How to prove that $\varphi^{*}$ is a topologically injective map?
(Recall that an operator $T: X \rightarrow Y$ is called topologically injective if $T: X \rightarrow \text{im}(T)$ is a homeomorphism)
My progress on the problem is the following: first of all, the space of maximal ideals of a commutative Banach algebra $A$ can be identified with the space of continuous functionals of the form $m: A \rightarrow \mathbb{C}$. Clearly the map above is continuous, since the pointwise convergence of a net $(n_{i})$ in $\text{Max}(B)$ implies the convergence of the net $ m_{i} \circ \varphi) $
(the space of continuous linear functional is endowed with the weak* topology)
If we assume for the moment that the map is bijective, then the fact that a continuous bijective map between compact Hausdorff spaces is a homeomorphism, yields the result.

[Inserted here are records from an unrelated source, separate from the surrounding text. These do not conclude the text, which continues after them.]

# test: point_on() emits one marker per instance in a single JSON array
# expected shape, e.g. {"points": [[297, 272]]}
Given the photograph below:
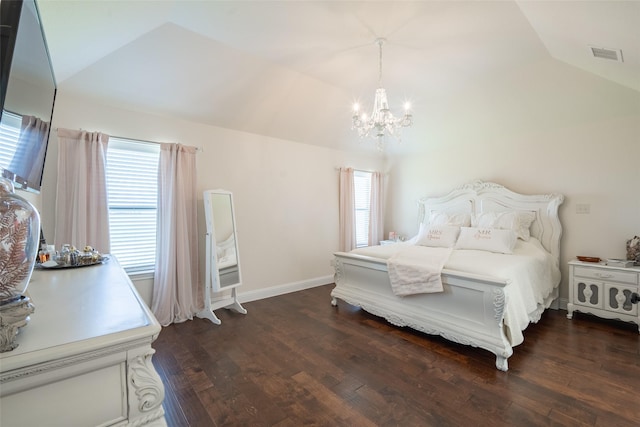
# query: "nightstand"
{"points": [[603, 290]]}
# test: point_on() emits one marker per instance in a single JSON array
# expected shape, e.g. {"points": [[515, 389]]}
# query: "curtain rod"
{"points": [[362, 170], [143, 141]]}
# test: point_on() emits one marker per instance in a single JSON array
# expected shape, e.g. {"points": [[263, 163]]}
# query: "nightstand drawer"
{"points": [[607, 275]]}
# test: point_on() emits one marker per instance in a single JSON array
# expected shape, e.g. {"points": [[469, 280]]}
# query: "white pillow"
{"points": [[442, 236], [518, 221], [487, 239], [460, 219]]}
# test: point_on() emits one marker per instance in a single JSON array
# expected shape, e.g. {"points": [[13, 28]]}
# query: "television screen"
{"points": [[27, 96]]}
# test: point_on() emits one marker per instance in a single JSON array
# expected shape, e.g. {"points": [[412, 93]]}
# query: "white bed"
{"points": [[487, 299]]}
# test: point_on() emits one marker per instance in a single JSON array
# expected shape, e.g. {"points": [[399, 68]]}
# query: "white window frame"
{"points": [[132, 189]]}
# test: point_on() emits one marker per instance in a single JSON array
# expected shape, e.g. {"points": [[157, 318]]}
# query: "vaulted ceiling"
{"points": [[291, 69]]}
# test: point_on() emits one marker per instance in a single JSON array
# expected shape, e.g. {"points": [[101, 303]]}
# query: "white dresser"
{"points": [[84, 359], [603, 290]]}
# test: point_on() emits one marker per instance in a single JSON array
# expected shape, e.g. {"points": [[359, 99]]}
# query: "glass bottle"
{"points": [[19, 242]]}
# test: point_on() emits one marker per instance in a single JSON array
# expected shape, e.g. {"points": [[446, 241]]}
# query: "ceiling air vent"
{"points": [[605, 53]]}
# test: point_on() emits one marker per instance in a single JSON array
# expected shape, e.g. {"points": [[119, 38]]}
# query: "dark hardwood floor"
{"points": [[296, 360]]}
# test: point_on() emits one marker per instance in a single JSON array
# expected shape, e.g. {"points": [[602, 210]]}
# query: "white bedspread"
{"points": [[417, 270], [531, 274]]}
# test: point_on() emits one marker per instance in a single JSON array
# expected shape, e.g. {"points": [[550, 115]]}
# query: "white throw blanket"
{"points": [[417, 270]]}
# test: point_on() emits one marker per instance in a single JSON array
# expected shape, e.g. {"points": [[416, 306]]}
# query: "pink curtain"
{"points": [[31, 145], [376, 209], [346, 208], [176, 284], [82, 209]]}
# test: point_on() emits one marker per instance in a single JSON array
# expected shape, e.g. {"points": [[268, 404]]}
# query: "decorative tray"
{"points": [[52, 265], [588, 259]]}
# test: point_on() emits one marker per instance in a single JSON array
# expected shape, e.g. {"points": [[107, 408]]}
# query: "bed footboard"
{"points": [[470, 311]]}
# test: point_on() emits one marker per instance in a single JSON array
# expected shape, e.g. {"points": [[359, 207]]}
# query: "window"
{"points": [[362, 191], [9, 135], [132, 188]]}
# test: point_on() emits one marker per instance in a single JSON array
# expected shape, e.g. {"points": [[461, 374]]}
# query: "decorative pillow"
{"points": [[443, 236], [460, 219], [518, 221], [487, 239]]}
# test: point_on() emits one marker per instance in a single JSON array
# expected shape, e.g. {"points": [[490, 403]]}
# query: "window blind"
{"points": [[9, 135], [362, 191], [132, 188]]}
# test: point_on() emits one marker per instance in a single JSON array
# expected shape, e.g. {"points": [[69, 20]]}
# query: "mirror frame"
{"points": [[213, 277]]}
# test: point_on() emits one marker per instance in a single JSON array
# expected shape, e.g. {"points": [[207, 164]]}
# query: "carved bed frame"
{"points": [[470, 311]]}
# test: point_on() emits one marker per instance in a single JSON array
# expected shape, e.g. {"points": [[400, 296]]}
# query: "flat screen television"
{"points": [[27, 96]]}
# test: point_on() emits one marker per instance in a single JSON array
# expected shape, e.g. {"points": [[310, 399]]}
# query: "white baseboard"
{"points": [[283, 289]]}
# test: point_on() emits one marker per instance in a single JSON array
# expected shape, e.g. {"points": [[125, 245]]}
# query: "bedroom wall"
{"points": [[285, 192], [552, 129]]}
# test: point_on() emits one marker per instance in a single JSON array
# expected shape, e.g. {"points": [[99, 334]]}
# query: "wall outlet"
{"points": [[583, 208]]}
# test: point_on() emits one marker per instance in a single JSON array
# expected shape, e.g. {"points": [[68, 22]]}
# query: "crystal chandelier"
{"points": [[381, 121]]}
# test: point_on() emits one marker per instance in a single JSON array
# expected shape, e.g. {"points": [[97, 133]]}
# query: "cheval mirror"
{"points": [[222, 257]]}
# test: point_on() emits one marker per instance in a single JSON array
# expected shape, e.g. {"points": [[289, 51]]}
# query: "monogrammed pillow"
{"points": [[443, 236], [487, 239]]}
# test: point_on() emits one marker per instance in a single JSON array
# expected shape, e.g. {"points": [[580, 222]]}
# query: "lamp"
{"points": [[381, 121]]}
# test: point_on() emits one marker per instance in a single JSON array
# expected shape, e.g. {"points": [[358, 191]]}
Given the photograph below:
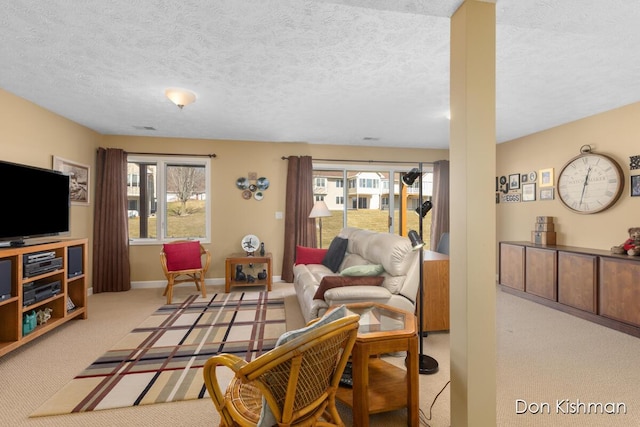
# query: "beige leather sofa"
{"points": [[399, 288]]}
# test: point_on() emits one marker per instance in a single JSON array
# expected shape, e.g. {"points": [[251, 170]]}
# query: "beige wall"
{"points": [[232, 216], [32, 135], [614, 133]]}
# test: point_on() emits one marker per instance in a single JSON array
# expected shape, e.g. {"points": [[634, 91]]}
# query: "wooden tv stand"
{"points": [[12, 309]]}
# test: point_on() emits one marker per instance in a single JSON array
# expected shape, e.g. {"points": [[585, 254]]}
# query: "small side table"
{"points": [[379, 386], [244, 259]]}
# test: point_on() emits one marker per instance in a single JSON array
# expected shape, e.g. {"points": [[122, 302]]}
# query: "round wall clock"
{"points": [[250, 243], [590, 182]]}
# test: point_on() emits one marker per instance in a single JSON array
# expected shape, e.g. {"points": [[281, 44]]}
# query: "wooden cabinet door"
{"points": [[577, 280], [436, 292], [619, 290], [512, 266], [541, 273]]}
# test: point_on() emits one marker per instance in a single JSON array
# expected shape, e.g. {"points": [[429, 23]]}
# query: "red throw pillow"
{"points": [[305, 255], [183, 255], [329, 282]]}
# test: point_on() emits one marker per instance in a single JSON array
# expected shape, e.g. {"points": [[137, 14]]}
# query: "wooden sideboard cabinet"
{"points": [[577, 280], [541, 273], [589, 283], [435, 300], [619, 290]]}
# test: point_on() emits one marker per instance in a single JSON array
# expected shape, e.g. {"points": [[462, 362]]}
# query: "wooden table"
{"points": [[245, 260], [379, 386]]}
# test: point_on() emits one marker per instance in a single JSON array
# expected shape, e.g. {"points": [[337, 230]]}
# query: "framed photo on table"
{"points": [[79, 179]]}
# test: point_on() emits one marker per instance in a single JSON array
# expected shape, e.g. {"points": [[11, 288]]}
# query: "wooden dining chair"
{"points": [[297, 380], [182, 261]]}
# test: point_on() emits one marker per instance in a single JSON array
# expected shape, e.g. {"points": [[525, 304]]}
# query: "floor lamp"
{"points": [[320, 210], [426, 364]]}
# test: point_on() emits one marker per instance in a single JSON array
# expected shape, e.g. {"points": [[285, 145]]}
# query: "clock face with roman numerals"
{"points": [[250, 243], [590, 183]]}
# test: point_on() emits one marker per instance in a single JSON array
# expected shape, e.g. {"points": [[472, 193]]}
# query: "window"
{"points": [[374, 198], [170, 199]]}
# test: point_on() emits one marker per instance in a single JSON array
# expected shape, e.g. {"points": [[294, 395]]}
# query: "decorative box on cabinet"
{"points": [[73, 289]]}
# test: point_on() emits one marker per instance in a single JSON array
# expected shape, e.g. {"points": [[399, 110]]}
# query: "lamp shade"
{"points": [[416, 240], [180, 97], [320, 210], [424, 208], [410, 177]]}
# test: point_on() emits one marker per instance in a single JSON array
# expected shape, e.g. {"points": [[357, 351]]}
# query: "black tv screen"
{"points": [[36, 202]]}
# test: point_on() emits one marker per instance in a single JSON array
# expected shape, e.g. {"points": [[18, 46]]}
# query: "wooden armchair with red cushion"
{"points": [[182, 261]]}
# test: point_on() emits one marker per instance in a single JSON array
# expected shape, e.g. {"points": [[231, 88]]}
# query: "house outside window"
{"points": [[374, 198], [171, 200]]}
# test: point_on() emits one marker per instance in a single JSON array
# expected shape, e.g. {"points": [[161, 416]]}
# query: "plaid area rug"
{"points": [[161, 360]]}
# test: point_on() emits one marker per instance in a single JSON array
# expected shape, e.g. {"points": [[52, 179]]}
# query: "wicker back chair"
{"points": [[182, 261], [298, 379]]}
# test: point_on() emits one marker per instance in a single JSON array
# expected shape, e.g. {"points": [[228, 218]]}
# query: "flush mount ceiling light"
{"points": [[180, 97]]}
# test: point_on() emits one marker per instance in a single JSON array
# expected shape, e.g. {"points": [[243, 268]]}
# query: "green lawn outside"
{"points": [[371, 219], [193, 225]]}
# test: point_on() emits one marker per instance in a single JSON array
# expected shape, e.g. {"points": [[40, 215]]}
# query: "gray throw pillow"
{"points": [[335, 254]]}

(here the space of maximal ideals is compact in weak* topology since the algebra is unital)
The suggested proposition looks like a relaxation of the aformentioned reasoning above though i cannot figure out an easy way to modify it to make it work. Are there any hints?
Use that all characters are of norm one.
Indeed, they are bounded since their kernel is a maximal ideal and therefore closed. The fact that they are contractive follows from spectral theory. If $a - \lambda 1$ is invertible so is $\chi(a) - \lambda$. The counter-reciprocal gives that when $\lambda$ is in the image of $a$ under $\chi$ then $a - \lambda 1$ is not invertible and so $$ |\chi(a)| \leq \sup \{ |\lambda| : \lambda \in \mathrm{sp}(a) \} \leq \| a \| $$
Using the fact that $\varphi[A]$ is dense in $B$ you have that if two continuous functional $\varphi_1$ and $\varphi_2$ agree on $\varphi[A]$, then they are equal. This gives the injectivity.
For topological injectivity you need to see that if $\varphi^\ast(\chi_n) = \chi_n \circ \varphi \in \mathrm{im}(\varphi^*)\subset \mathrm{Max}(A)$ converge to $\chi \circ \varphi$ then $\chi_n \to \chi$ in $\mathrm{Max}(B)$. Let $b \in B$, we can find $a_\epsilon$ with $\|\varphi(a_\epsilon) - b\| < \epsilon$ and \begin{eqnarray*} |\chi_n(b) - \chi(b) | & \leq &\| \chi_n(b) - \chi_n(\varphi(a_\epsilon))\| + |\chi_n(\varphi(a_\epsilon)) - \chi(\varphi(a_\epsilon))| + | \chi(\varphi(a_\epsilon)) - \chi(b)|\\ & \leq & \epsilon + |\chi_n(\varphi(a_\epsilon)) - \chi(\varphi(a_\epsilon))| + \epsilon. \end{eqnarray*} But that implies that the limit of $|\chi_n(b) - \chi(b)|$ is smaller or equal than $\epsilon$ for every $\epsilon$ and therefore $0$.